MOSCOW, February 15 - RAPSI. The US Department of Justice (DOJ) announced Thursday that Transocean Deepwater Inc., the largest offshore drilling contractor in the world, has pleaded guilty to its role in the massive 2010 oil spill that had devastating environmental consequences for the Gulf of Mexico.
Transocean specifically pleaded guilty to having negligently failed to properly investigate indications that the oil and gas well known as Macondo Prospect had become insecure.
As a result, the corporation was ordered to pay $400 million in criminal fines and penalties, the second largest environmental recovery awarded in history.

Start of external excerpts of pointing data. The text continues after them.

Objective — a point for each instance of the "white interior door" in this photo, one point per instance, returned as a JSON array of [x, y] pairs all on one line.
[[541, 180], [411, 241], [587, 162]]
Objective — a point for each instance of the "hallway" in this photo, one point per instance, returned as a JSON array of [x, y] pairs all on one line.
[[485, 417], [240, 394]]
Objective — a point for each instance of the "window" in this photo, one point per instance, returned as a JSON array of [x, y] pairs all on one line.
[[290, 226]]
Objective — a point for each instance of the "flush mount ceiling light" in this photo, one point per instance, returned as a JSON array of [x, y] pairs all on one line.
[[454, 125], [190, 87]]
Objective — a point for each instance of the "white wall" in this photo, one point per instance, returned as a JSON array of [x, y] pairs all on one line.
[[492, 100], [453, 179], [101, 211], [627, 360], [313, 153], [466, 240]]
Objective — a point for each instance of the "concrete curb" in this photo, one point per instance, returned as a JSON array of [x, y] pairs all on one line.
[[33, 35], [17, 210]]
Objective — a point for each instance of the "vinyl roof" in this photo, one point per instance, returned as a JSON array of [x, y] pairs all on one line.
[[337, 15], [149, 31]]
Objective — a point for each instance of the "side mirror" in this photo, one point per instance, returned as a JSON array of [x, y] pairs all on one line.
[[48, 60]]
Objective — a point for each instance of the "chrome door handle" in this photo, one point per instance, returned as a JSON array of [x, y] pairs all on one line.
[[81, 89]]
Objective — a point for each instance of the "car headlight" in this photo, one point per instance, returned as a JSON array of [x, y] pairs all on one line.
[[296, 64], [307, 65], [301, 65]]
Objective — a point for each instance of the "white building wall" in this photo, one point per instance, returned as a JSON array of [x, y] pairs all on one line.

The largest such recovery remains the $4 billion judgment levied against BP Exploration and production Inc. over the same oil spill.
US Attorney General Eric Holder stated that most of the Transocean recovery will “go toward protecting, restoring, and rebuilding the Gulf Coast region.”
On April 20, 2010, a fire and explosion occurred on a Transocean drilling rig called Deepwater Horizon, while it was operating about 41 miles off the coast of Louisiana, according to a statement on the corporation’s website. Eleven of the crews 126 members were killed.
In addition to these casualties, the local environment was ravaged. In the four months it took to plug the oil leak, approximately five million barrels of crude oil spilled into the Gulf.
In the DOJ statement, Assistant Attorney General Lanny A. Breuer lauded the guilty plea for the closure it will bring to the crisis: “The Deepwater Horizon explosion was a senseless tragedy that could have been avoided. Eleven men died, and the Gulf’s waters, shorelines, communities and economies suffered enormous damage. With today’s guilty plea, BP and Transocean have now both been held criminally accountable for their roles in this disaster.”
Transocean was sentenced to five years of probation as well.